Analysis published by the Institute for Fiscal Studies (IFS) last month said that total health care spending in England (not just on the NHS) would need to increase by around 3.3% a year over the next 15 years in order for the NHS to keep functioning at its current level.
May has pledged to increase funding for the National Health Service by 20 billion pounds ($26.57 billion) by 2023/24, even as some critics said that Britain's departure from the bloc will weaken, not strengthen, public finances.
"The truth is that in spite of this welcome extra investment we will face hard choices and we need an honest debate about what the NHS can and cannot do", he said.
Jeremy Hunt, the health minister, who also campaigned for Britain to remain in the European Union, was quoted by the Sunday Telegraph as saying that the new pledge "can now unite us all".
The Tories have now admitted that the NHS needs more funding, but are not prepared to provide what is required to pull the health service (not to mention social care) out of crisis.
Chancellor Philip Hammond would unveil the details of the tax changes, agreed by her Cabinet at a meeting this morning, "in due course", she added.
Theresa May's plans for a £384 million-a-week boost to NHS spending will increase the burden of taxation, Health Secretary Jeremy Hunt has confirmed. "It's right that we use that money to spend on our priorities, and the NHS is our number-one priority".
As we prepare to celebrate the 70th birthday of the NHS, the truth is that Brexit poses the biggest risk to our health service in its history.
Hunt states that the funding will help "deliver the improvements people desperately want from their NHS" including better cancer survival rates and reduced waiting times for mental health treatment.
Tory MP Sarah Wollaston, the chair of the Health & Social Care Committee, said the Brexit dividend claim was "tosh" which "treats the public as fools".

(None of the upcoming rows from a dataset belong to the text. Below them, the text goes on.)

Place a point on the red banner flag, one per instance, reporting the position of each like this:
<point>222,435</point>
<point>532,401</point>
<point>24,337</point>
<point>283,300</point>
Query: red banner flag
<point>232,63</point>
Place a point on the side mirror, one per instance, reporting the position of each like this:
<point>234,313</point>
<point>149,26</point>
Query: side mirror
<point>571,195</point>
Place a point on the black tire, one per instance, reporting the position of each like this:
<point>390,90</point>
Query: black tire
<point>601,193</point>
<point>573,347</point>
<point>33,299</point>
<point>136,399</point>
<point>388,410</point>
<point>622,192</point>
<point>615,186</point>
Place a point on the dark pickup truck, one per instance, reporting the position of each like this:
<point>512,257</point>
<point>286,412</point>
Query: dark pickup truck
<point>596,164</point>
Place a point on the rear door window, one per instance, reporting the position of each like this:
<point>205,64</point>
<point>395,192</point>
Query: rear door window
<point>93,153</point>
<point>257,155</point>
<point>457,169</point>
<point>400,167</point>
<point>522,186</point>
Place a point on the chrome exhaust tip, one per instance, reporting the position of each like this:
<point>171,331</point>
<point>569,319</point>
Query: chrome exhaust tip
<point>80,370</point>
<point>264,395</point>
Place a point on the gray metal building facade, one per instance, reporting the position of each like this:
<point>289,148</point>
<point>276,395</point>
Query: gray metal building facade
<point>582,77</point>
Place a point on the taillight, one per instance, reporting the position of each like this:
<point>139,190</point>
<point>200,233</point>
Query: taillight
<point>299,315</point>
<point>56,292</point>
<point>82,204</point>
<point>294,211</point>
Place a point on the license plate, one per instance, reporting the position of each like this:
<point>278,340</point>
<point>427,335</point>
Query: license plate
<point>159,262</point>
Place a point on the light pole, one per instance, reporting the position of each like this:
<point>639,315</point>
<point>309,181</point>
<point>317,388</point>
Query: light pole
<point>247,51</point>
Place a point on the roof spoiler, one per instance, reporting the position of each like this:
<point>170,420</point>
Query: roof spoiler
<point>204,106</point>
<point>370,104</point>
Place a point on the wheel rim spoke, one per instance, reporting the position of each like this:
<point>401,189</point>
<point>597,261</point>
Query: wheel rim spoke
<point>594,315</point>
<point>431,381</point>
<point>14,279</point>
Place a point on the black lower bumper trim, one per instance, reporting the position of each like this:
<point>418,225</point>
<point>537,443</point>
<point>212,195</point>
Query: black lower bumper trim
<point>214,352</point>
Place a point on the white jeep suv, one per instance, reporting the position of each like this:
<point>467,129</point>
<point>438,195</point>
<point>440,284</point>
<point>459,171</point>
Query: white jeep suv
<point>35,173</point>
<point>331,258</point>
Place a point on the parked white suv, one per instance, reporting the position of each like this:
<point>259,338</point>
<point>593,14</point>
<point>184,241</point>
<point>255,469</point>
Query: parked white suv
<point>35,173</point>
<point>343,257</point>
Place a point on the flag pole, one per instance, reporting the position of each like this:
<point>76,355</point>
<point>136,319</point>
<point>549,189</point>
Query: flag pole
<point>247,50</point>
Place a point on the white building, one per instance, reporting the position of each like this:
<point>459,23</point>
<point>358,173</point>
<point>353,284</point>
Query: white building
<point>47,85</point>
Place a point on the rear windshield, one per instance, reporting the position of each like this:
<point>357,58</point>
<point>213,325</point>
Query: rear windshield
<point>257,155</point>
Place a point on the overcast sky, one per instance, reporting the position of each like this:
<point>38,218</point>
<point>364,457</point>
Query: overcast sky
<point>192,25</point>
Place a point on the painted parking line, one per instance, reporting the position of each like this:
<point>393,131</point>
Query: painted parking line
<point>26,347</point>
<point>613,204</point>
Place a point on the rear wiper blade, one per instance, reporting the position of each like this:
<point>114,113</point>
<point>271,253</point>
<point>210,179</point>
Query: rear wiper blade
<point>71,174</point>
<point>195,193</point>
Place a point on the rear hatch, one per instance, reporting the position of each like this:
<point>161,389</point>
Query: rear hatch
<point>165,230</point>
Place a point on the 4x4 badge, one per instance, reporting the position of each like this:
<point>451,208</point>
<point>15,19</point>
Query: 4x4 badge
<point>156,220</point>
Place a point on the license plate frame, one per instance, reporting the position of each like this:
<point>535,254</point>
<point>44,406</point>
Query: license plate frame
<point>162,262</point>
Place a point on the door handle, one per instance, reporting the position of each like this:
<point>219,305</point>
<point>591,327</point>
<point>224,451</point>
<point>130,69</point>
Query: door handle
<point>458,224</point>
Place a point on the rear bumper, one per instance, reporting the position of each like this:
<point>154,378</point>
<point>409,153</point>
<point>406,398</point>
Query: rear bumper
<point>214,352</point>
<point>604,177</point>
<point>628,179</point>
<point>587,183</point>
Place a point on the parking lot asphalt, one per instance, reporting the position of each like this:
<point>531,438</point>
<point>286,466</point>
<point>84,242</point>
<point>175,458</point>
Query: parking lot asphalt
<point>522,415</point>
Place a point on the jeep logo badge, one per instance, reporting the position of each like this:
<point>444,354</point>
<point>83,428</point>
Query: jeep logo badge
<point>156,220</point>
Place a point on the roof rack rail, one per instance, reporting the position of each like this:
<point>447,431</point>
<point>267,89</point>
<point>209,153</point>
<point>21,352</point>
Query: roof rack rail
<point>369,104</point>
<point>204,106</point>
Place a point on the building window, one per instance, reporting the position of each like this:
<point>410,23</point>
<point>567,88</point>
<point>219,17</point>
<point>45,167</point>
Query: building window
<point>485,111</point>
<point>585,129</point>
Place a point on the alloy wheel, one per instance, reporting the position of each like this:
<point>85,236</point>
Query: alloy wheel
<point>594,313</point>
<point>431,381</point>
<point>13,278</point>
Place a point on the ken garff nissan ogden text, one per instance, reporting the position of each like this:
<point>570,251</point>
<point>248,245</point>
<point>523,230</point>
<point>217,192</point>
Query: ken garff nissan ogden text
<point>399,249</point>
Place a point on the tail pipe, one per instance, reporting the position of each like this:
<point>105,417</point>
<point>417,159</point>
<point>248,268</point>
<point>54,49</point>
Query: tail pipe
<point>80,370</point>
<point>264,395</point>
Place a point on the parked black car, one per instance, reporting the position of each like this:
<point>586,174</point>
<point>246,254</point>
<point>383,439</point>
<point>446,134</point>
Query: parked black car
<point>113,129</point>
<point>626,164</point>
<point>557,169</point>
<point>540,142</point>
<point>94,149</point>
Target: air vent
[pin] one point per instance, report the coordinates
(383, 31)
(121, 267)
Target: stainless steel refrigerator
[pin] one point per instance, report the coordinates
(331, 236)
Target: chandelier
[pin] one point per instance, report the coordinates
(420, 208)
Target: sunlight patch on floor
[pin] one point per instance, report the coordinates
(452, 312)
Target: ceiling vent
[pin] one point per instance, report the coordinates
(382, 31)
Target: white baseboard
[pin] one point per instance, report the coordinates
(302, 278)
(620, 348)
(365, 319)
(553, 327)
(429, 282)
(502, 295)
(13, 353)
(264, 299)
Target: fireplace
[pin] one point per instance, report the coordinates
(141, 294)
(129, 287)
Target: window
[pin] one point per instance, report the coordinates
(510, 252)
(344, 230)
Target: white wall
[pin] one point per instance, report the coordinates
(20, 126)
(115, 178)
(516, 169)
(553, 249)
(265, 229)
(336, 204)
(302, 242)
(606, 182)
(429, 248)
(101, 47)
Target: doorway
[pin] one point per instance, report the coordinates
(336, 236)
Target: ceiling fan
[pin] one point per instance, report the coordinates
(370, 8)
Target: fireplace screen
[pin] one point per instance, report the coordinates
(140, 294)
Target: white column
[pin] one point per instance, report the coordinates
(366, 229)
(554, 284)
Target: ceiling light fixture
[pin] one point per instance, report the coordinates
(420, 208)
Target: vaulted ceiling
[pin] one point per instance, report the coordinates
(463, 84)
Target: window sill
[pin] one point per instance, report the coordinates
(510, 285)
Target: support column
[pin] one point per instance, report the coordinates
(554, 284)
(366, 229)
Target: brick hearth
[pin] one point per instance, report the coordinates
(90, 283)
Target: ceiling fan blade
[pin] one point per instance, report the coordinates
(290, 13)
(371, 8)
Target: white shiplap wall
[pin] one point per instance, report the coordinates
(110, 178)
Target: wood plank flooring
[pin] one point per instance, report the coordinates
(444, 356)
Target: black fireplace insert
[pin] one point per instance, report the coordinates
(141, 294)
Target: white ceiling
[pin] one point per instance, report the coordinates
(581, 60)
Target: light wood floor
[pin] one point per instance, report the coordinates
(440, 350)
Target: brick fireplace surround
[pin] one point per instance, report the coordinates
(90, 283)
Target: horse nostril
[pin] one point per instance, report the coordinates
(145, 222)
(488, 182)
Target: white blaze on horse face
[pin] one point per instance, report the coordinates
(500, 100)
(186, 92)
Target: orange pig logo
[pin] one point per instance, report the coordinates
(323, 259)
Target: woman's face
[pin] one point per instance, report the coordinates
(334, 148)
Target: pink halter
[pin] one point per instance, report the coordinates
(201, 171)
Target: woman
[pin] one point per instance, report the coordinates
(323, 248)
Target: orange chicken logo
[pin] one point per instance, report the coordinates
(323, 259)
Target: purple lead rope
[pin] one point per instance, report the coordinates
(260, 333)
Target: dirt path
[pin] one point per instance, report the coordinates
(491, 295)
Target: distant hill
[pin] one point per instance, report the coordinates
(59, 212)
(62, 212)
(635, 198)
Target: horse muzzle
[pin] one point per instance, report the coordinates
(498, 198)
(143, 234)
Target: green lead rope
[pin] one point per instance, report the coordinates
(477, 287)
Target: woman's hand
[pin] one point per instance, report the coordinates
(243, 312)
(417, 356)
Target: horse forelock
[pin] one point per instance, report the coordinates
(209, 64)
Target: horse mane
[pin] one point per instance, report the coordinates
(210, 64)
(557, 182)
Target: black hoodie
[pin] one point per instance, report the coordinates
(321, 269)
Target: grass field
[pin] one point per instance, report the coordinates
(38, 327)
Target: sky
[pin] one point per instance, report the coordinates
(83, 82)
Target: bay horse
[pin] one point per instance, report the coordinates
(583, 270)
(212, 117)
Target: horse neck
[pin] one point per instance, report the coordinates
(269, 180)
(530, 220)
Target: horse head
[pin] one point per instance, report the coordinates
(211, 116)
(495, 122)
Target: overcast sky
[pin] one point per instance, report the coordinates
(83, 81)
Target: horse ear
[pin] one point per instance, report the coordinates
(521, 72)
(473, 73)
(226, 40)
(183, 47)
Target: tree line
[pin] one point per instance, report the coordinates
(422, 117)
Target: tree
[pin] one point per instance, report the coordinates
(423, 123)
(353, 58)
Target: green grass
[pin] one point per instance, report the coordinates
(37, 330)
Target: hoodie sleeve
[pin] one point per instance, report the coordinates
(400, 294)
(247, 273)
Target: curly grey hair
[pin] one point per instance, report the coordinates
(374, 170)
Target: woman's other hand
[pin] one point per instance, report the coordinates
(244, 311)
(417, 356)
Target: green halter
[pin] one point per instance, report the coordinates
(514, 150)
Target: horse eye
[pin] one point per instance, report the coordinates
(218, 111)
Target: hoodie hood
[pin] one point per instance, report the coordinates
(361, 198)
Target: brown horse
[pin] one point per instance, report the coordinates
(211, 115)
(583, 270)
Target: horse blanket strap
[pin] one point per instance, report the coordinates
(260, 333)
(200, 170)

'However, we will be scrutinising the detail of this new package of funding to assess the degree to which it will make a real difference in both the short and long term to frontline patient care'.
The Conservative government is claiming it can pay for a £20bn per year cash injection into the NHS primarily through money saved by ending European Union payments.
He long ago recognised the power that Brexit and its spurious dividend could have in securing support for a deal among his cabinet colleagues, and NHS chief executive Simon Stevens was a willing ally, raising the spectre of the £350m battle bus in his lobbying for a budget bail-out previous year. "It must be a plan that enjoys the support of NHS staff across the country - not something dreamt up in Whitehall and centrally imposed".
"We have looked carefully at what we have put into the NHS to ensure that we deliver world-class healthcare".